Chemotherapy for anal cancer

Chemotherapy uses anti cancer drugs to destroy cancer cells. The drugs circulate throughout the body in the bloodstream.

This page is about having chemotherapy on its own if your anal cancer has spread (advanced anal cancer). Common chemotherapy drugs for advanced anal cancer are carboplatin and paclitaxel.

You usually have chemotherapy combined with radiotherapy (chemoradiotherapy) as your main treatment for anal cancer that hasn't spread.

When you have it

You usually have chemotherapy on its own for advanced anal cancer. This is to shrink or slow down the cancer. It can also relieve your symptoms. The treatment you have depends on which treatment you've already had.

Types of chemotherapy

You may have one drug or a combination of drugs to treat advanced anal cancer. The most common types of chemotherapy drugs are:

  • carboplatin and paclitaxel
  • fluorouracil and cisplatin with folinic acid, or with docetaxel

Check the name of the chemotherapy treatment with your doctor or nurse, then find out about it on our A to Z list of cancer drugs.

How you have chemotherapy

You have the chemotherapy drugs for advanced anal cancer into your bloodstream (intravenously).

Into your bloodstream

You have treatment through a thin short tube (a cannula) that goes into a vein in your arm each time you have treatment.

Or you might have treatment through a long line: a central line, a PICC line or a portacath. These are long plastic tubes that give the drug into a large vein in your chest. The tube stays in place throughout the course of treatment.

Where you have chemotherapy

You usually have treatment into your bloodstream at the cancer day clinic. You might sit in a chair for a few hours so it’s a good idea to take things in to do. For example, newspapers, books or electronic devices can all help to pass the time. You can usually bring a friend or family member with you.

You have some types of chemotherapy over several days. You might be able to have some drugs through a small portable pump that you take home.

For some types of chemotherapy you have to stay in a hospital ward. This could be overnight or for a couple of days.

Some hospitals may give certain chemotherapy treatments to you at home. Your doctor or nurse can tell you more about this.

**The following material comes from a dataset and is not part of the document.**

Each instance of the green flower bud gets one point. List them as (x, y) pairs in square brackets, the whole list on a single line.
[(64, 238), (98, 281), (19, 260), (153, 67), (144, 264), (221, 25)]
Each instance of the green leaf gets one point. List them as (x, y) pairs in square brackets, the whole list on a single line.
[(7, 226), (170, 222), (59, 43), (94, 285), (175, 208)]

Before you start chemotherapy

You need to have blood tests to make sure it’s safe to start treatment. You have these either a few days before or on the day you start treatment. You have blood tests before each round or cycle of treatment.

DPD deficiency

Between 2 and 8 out of 100 people (2 to 8%) have low levels of an enzyme called dihydropyrimidine dehydrogenase (DPD) in their bodies. A lack of DPD can mean you’re more likely to have severe side effects from capecitabine or fluorouracil. It might take you a bit longer to recover from the chemotherapy. These side effects can rarely be life threatening.

Before starting treatment with capecitabine or fluorouracil you have a blood test to check levels of DPD. So you may start treatment with a lower amount (dose) of the drug or have a different treatment. Your doctor or nurse will talk to you about this.

Side effects

Common chemotherapy side effects include:

  • feeling sick
  • loss of appetite
  • losing weight
  • feeling very tired
  • a lower resistance to infections
  • bleeding and bruising easily
  • diarrhoea or constipation
  • hair loss
Contact your doctor or nurse immediately if you have signs of infection. These include a temperature above 37.5C or below 36C, or generally feeling unwell. Infections can make you very unwell very quickly.

Side effects depend on:

  • which drugs you have
  • how much of each drug you have
  • how you react

Tell your treatment team about any side effects that you have.

Dietary or herbal supplements and chemotherapy

Let your doctors know if you:

  • take any supplements
  • have been prescribed anything by alternative or complementary therapy practitioners

It’s unclear how some nutritional or herbal supplements might interact with chemotherapy. They could be harmful.

When you go home

Chemotherapy for anal cancer can be difficult to cope with. Tell your doctor or nurse about any problems or side effects that you have. The nurse will give you telephone numbers to call if you have any problems at home.